The team has found that chronic pancreatitis among Indians has a genetic basis which is different from the case of other Asians and Europeans. Announcing the breakthrough, which is being published in the international journal, ‘Nature Genetics’, on Monday, CCMB director Dr Ch Mohan Rao, project group leader Dr GR Chandak and team members AIG managing director Dr D Nageshwar Reddy and chief of surgical gasteroenterology Dr GV Rao said they established the genetic basis of tropical calcific pancreatitis (TCP) and identified the involvement of Spink1 gene, which produces a protein that inhibits the active trypsin inside the pancreas and cathepsin B gene that regulates activation of trypsinogens in the pancreas. These discoveries have led to the inclusion of TCP in the Online Mendelian Inheritance in Man as a genetic disease.
Dr Chandak said that it was found that the involvement of this gene was different from the gene (cationic and anionic trypsinogen) implicated in other types of chronic pancreatitis in western populations and they, therefore, proposed that in India chronic pancreatitis had a different genetic basis and the results of research conducted abroad cannot be extrapolated for Indian population.

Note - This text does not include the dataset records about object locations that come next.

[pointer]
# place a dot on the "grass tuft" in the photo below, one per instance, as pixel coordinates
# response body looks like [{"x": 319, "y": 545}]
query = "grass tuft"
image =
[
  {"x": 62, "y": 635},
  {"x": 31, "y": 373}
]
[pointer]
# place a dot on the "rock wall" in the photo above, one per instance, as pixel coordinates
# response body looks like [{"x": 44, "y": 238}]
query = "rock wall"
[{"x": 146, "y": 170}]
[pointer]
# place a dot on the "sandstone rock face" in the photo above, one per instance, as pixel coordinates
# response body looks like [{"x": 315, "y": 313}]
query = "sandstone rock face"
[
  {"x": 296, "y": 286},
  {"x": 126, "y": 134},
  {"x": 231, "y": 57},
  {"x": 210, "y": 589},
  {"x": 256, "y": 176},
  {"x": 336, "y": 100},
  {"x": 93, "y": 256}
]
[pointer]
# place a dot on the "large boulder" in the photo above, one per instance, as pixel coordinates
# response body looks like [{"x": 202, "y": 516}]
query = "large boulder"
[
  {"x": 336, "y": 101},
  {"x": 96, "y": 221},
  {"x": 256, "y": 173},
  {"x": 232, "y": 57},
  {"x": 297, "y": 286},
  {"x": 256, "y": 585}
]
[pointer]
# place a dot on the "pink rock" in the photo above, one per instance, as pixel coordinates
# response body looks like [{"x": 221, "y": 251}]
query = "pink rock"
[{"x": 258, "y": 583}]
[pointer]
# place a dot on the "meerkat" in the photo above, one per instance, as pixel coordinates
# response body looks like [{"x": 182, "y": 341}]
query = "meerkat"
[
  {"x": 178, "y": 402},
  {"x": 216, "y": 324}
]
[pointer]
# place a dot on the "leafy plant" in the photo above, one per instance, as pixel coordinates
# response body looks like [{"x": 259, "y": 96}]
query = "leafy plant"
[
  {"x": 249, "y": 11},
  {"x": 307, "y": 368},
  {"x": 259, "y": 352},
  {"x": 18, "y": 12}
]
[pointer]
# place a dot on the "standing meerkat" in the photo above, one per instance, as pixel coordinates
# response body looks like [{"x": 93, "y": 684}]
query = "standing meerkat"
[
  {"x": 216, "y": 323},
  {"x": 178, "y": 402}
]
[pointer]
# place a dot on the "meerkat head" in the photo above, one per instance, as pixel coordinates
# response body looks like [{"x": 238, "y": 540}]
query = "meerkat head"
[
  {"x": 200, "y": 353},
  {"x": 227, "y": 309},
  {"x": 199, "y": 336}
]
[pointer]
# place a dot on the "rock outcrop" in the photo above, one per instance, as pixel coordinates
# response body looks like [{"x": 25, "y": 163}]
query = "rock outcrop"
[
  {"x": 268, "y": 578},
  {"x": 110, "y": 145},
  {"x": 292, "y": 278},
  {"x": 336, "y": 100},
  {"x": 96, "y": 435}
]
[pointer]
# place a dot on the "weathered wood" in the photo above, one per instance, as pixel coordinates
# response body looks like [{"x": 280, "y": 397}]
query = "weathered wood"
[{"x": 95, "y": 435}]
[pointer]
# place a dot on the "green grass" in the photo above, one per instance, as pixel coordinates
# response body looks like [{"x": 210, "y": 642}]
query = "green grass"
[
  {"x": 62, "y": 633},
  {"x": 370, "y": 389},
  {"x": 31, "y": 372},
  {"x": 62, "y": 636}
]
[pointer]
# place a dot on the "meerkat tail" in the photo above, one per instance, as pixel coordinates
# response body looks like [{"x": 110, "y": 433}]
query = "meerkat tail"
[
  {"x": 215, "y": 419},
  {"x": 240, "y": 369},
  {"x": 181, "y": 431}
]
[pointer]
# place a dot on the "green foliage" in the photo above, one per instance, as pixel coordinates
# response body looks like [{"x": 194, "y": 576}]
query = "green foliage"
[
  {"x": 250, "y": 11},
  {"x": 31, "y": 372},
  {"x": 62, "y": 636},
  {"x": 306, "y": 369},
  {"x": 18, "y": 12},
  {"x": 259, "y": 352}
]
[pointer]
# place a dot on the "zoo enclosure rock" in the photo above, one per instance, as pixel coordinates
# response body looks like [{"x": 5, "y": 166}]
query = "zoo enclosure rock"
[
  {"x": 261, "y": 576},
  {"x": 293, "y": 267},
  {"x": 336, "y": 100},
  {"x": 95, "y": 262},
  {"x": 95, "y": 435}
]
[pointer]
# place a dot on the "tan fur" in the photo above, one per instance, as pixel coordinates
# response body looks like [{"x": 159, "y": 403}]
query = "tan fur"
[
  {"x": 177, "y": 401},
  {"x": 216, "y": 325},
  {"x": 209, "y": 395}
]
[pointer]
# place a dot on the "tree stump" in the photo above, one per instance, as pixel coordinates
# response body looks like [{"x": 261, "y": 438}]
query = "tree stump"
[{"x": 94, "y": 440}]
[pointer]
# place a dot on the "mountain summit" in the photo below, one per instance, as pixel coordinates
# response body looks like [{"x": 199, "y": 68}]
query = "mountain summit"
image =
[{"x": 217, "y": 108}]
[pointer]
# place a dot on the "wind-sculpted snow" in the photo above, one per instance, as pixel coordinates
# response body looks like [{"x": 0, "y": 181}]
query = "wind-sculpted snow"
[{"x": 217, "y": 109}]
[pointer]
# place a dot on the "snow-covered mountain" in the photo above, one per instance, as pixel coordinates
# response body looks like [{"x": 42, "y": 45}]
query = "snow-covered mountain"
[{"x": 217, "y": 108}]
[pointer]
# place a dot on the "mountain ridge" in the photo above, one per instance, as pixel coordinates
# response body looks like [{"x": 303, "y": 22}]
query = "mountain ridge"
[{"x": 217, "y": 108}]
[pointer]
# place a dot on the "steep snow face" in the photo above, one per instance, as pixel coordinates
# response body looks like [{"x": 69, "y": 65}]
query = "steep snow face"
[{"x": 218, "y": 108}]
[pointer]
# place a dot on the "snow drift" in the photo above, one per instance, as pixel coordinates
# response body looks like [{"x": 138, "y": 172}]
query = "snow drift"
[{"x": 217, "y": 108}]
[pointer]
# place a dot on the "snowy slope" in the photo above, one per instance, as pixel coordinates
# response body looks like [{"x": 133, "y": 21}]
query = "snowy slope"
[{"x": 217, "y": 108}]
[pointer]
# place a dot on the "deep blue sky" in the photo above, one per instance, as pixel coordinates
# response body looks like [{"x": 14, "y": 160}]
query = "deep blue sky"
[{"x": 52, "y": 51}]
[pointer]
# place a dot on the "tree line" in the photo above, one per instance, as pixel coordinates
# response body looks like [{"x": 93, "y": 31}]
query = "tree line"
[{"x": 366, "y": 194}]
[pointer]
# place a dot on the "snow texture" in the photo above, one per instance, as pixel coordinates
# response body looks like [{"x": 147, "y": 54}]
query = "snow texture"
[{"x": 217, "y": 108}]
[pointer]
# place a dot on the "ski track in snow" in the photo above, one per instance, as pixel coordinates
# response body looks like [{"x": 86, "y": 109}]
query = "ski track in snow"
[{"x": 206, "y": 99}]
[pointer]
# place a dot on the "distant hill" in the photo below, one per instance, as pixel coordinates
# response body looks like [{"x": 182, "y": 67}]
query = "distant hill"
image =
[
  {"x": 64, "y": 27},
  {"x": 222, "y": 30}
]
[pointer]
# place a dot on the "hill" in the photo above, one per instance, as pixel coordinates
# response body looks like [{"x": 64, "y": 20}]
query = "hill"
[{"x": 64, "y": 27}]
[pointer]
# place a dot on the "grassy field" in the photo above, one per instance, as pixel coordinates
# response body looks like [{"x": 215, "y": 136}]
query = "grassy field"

He said they investigated several genes, including Chymotrypsin-C and CFTR and identified novel mutations that are different from those prevalent among Europeans. It was found that not only the genetic spectrum but also the mutational spectrum of TCP or chronic pancreatitis in India is different.
Dr Chandak said the pathway of development of chronic pancreatitis among Indians is different and hence the genetic testing for risk prediction would also be different. Although the mutation is present in only 2 percent of the patents, it drives home the point that the pathway of trypsinogen activation and deactivation is important overall and assumes immense importance since Indian patients do not carry cationic trypsinogen mutations. Dr Nageshwar Reddy said that since this mutation is also predictive of the early onset of pancreatitis, early detection and modification of the course of the disease would be helpful. The study has the potential for the development of a genetic screening test for susceptibility to chronic pancreatitis among the Indian population at an early age.
“In the southern part of the country, incidents of pancreatitis are very high, especially in Karnataka, Kerala, Odisha and Andhra Pradesh. In some villages in Kerala, one in a thousand has pancreatitis. In western countries the main cause of pancreatitis is alcohol whereas in India it is genetic mutation,” Dr Reddy said.
About 300 patients’ databases are being sequenced by the team and the work would be completed within two years, he said.
The breakthrough has come after 13 years of research involving scientists and clinicians from 25 countries.